On the tactical level, protected buildings, mosques, schools and hospitals, are used as strongholds allowing the enemy the protection not only of stone walls but also of international law.
On the strategic level, any mistake, or in some cases legal and proportional response, by a Western army will be deliberately exploited and manipulated in order to produce international outcry and condemnation.
And in sophisticated groupings such as Hamas and Hizballah, the media will be exploited also as a critical implement of their military strategy.
Thus in April 2004 as Coalition forces fought to wrest the Iraqi town of Fallujah from Al Qaida’s control the media reports screamed of a US bombardment of a mosque.
The reality of that day was that five US Marines were wounded by fire from that mosque and that the Marine commander on the ground exercised great care and restraint, only allowing fire to be directed upon the outer wall of the building.
Despite this, the damage was done and the impression that we had levelled a mosque indiscriminately was firmly established.
In Gaza, according to residents there, Hamas fighters who previously wore black or khaki uniforms, discarded them when Operation Cast Lead began, to blend in with the crowds and use them as human shields.
We have of course seen all this before, in Lebanon, in Iraq and in Afghanistan.
Today, British soldiers patrolling in Helmand Province will come under sustained rocket, machine-gun and small-arms fire from within a populated village or a network of farming complexes containing local men, women and children.
The British will return fire, with as much caution as possible.
Rather than drop a 500 pound bomb onto the enemy from the air, to avoid civilian casualties, they will assault through the village, placing their own lives at greater risk. They might face booby traps or mines as they clear through.
When they get into the village there is no sign of the enemy. Instead, the same people that were shooting at them twenty minutes ago, now unrecognised by them, will be tilling the land, waving, smiling and talking cheerfully to the soldiers.
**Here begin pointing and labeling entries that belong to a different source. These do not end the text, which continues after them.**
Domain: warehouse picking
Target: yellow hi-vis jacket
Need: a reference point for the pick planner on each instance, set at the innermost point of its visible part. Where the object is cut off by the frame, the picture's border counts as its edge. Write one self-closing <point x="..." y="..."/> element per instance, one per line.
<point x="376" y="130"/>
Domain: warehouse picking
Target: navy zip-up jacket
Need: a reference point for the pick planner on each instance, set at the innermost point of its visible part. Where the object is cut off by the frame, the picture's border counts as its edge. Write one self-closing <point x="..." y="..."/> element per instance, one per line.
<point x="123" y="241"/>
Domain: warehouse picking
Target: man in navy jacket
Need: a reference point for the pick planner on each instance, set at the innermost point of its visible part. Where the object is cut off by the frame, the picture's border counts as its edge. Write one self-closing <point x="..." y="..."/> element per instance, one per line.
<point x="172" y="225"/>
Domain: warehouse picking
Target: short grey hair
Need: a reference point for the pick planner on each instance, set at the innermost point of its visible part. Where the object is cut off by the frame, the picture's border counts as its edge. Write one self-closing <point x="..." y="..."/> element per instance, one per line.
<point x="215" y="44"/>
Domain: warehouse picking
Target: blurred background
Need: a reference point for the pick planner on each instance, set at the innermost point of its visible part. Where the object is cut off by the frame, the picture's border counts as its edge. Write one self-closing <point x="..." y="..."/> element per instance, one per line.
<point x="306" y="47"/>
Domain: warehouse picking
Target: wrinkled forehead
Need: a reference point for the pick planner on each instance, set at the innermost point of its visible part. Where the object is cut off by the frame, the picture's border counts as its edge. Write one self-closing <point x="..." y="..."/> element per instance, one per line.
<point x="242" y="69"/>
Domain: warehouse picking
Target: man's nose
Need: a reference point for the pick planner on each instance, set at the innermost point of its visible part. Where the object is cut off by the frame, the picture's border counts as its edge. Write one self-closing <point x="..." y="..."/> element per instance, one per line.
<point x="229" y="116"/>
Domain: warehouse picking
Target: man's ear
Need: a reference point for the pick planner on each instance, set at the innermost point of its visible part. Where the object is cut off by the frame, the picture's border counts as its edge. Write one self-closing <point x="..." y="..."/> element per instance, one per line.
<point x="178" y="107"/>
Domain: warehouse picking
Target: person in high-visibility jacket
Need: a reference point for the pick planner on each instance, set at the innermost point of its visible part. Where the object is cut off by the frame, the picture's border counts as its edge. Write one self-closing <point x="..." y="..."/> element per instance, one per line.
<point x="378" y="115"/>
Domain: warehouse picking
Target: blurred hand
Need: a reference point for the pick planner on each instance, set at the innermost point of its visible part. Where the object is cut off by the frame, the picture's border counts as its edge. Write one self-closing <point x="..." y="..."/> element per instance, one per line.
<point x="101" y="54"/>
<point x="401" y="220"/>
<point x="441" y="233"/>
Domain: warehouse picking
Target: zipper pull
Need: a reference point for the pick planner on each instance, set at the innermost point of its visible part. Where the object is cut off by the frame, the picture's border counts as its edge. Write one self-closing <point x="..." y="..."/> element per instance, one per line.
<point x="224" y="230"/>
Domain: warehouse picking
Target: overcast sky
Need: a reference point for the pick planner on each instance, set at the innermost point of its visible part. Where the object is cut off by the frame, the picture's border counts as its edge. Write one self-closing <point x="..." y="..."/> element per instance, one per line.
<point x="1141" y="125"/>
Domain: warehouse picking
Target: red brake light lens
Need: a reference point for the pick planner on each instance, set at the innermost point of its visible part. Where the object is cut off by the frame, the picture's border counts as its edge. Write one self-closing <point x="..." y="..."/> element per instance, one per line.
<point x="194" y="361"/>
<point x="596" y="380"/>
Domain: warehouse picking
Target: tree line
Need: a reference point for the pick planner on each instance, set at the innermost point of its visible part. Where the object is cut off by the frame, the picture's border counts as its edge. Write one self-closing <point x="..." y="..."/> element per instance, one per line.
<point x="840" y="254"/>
These same insurgents will mine roads used by British vehicles and tracks used by foot patrols. Many soldiers have lost their legs or their lives in such attacks.
There is of course no question of minefields being marked, as is required under international law. The idea would be preposterous, but although one of the clearest tenets of the laws of war, is rarely if ever commented on by the media.
Like Hamas in Gaza, the Taliban in southern Afghanistan are masters at shielding themselves behind the civilian population and then melting in among them for protection.